Ninoy may have learned to be prayerful in the last years of his life, but if he ever did taste suffering, it was not for his religious faith but for his worldly misdeeds and political ambitions.
From martyrdom—the middle ground between earthly heroism and religious sainthood—let us now proceed to the proposal that Ninoy be declared a saint.
What is a saint? Among Roman Catholics, a saint is a person who has died and has been canonized by the pope. In this modern era, a candidate for sainthood often has to pass through beatification, the pope’s declaration that this person is “blessed” and may thereupon be the object of limited public veneration.
Canonization is the pope’s certification that a person’s soul has entered heaven and that he or she may henceforth be venerated as the object of a cult or devotion. As a rule, for a candidate to qualify for canonization, some prayers made for his or her intercession in heaven must be answered by what Kenneth L. Woodward, in his highly acclaimed book Making Saints, specified as provable miracles.

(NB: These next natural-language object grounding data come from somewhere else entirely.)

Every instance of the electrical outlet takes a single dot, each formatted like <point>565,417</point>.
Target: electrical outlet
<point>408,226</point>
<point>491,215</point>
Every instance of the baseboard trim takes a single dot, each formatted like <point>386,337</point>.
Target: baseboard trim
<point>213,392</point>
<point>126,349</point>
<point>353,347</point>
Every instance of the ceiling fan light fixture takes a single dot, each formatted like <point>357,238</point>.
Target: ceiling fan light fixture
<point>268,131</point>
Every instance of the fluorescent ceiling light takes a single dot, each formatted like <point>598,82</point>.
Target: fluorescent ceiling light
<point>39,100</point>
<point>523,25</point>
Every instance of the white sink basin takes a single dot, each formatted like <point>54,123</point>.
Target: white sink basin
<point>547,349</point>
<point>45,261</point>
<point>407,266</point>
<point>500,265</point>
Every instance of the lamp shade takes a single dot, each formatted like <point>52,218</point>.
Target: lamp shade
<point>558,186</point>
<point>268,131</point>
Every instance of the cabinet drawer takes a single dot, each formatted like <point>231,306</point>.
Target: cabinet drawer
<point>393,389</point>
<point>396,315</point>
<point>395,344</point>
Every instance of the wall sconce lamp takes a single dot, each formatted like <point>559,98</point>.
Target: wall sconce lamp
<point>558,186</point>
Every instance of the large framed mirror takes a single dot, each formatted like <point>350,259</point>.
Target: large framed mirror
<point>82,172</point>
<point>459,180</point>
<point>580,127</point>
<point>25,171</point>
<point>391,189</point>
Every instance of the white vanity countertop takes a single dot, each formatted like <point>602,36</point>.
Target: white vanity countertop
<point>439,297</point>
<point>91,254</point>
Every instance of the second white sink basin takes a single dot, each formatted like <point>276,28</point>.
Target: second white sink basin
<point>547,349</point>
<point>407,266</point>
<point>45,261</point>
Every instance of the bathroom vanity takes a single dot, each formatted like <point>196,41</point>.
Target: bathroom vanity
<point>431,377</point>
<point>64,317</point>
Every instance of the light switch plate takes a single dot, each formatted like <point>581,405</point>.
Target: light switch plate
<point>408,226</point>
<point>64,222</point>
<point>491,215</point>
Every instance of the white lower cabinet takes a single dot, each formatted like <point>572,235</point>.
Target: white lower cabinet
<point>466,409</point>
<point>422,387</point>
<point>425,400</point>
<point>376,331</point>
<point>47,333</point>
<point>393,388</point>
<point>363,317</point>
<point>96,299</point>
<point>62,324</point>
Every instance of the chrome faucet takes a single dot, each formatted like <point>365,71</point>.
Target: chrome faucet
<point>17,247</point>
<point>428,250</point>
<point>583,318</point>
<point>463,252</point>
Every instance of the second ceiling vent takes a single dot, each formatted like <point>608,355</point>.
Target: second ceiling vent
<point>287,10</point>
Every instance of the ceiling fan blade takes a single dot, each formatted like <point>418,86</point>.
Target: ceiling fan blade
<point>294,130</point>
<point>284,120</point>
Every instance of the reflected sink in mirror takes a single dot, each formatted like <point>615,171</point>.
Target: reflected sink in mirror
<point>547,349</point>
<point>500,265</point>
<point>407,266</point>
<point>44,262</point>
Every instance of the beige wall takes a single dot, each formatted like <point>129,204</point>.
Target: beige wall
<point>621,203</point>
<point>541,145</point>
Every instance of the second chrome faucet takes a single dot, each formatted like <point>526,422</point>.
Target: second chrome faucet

Miracles, Woodward said, are required by the Catholic Church as “divine confirmation of a candidate’s sanctity.” In this scientific age, the Vatican’s process of proving miracles has come to rely more on science, than on testimonials. Miracles in the form of cures, for example, must be complete, permanent, and scientifically inexplicable, as certified by doctors in Rome retained by the Church.
Do the Aquinos merit sainthood? What miracle has heaven bestowed in their names. In modern Philippine folklore, the Aquinos are credited with the miracle at Edsa, the Edsa People’s Power Revolution of February 1986.
Supposedly, in Ninoy’s name, a sea of people parted a band of mutineers from loyal government forces sent to crush the enemy. In the process, the people expelled the Pharaoh Marcos from Malacañang, while they reclaimed the land of promises. “This is the modern day version of Moses and the Exodus, in reverse,” said historians Escalante and De La Paz.